Use a host-based IDS. We can eliminate ambiguities in the traffic stream by running the intrusion detection system (IDS) on all of the end-system hosts rather than by (or in addition to) passively monitoring network links. As the host IDS has access to the protocol state above the IP and transport stacks, it has unambiguous information as to how the host processes the packet stream. However, this approach is tantamount to giving up on network intrusion detection, as it loses the great advantage of being able to provide monitoring for an entire site cheaply, by deploying only a few monitors to watch key network links. Host-based systems also potentially face major deployment and management difficulties. In this work, we are concerned with the question of whether purely network-based IDS's can remain viable, so we do not consider this solution further.
Understand the details of the intranet. In principle, a NIDS can eliminate much of the ambiguity if it has access to a sufficiently rich database cataloging the particulars of all of the end-system protocol implementations and the network topology. A major challenge with this approach is whether we can indeed construct such a database, particularly for a large site. Perhaps adding an active probing element to a NIDS can do so, and there has been some initial work in this regard [9]. However, another difficulty is that the NIDS would need to know how to make use of the database--it would require a model of every variant of every OS and application running within the site, potentially an immense task.
Bifurcating analysis. Finally, in some cases the NIDS can employ bifurcating analysis [12]: if the NIDS does not know which of two possible interpretations the end-system may apply to incoming packets, then it splits its analysis context for that connection into multiple threads, one for each possible interpretation, and analyzes each context separately from then onwards.

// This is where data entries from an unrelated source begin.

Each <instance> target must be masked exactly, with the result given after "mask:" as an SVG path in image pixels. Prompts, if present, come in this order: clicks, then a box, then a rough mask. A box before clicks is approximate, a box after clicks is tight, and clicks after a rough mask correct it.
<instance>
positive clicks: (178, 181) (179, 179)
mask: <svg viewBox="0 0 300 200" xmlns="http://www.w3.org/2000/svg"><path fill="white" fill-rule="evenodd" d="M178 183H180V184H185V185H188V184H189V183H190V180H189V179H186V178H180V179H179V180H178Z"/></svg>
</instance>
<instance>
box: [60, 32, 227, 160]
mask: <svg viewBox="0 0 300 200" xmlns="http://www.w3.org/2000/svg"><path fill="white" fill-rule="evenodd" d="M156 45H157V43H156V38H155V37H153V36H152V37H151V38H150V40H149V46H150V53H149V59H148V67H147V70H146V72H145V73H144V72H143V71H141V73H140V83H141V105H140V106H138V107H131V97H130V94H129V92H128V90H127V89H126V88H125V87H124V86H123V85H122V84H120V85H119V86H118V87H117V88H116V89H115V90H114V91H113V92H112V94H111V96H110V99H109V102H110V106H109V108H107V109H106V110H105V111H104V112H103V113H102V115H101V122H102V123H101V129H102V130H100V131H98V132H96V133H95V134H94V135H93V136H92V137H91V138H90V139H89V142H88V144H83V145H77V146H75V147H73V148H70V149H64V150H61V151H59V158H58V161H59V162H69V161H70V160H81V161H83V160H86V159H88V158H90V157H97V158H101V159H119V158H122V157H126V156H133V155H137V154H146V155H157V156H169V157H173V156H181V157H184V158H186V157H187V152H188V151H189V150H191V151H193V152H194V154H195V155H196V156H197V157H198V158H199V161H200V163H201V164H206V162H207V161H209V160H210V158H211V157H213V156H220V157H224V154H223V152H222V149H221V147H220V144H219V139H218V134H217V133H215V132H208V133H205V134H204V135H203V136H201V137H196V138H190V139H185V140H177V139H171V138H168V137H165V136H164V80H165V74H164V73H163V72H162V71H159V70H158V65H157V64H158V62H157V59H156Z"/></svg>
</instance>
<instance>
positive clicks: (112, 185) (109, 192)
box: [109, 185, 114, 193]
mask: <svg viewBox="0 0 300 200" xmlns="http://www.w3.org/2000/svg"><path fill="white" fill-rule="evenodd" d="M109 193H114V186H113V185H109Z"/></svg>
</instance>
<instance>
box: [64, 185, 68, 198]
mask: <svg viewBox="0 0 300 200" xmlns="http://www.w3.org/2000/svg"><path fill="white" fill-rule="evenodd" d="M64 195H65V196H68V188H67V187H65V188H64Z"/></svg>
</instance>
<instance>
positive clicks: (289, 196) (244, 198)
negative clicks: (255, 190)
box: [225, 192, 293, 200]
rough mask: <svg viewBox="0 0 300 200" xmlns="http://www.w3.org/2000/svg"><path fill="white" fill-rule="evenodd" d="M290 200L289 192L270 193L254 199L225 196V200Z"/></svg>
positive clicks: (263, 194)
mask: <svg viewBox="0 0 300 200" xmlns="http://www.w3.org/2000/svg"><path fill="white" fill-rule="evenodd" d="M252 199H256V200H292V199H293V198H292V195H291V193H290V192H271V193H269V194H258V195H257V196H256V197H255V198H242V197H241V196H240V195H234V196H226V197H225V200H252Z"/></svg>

Bifurcating analysis works well when there are only a small number of possible interpretations no matter how many packets are sent. An example would be in the interpretation of the BACKSPACE vs. DELETE character during the authentication dialog at the beginning of a Telnet connection (before the user has an opportunity to remap the meaning of the characters): generally, either one or the other will delete the character of text most recently typed by the user. The NIDS can form two contexts, one interpreting DELETE as the deletion character, and the other interpreting BACKSPACE as the deletion character. Since the end-system will be in one state or the other, one of the analysis contexts will be correct at the NIDS no matter how many packets are sent.
However, bifurcating analysis will not be suitable if each arriving ambiguous packet requires an additional bifurcation, as in this case an attacker (or an inadvertent spate of ``crud'') can send a stream of packets such that the number of analysis contexts explodes exponentially, rapidly overwhelming the resources of the NIDS. Consider, for example, the attack shown in Figure 1. If the NIDS bifurcates its analysis on receipt of each potentially ambiguous packet, it will rapidly require a great deal of state and many analysis threads. Once it has seen the eight packets shown, it will need threads for the possible text root, nice, rice, noot, niot, roce, roct, etc.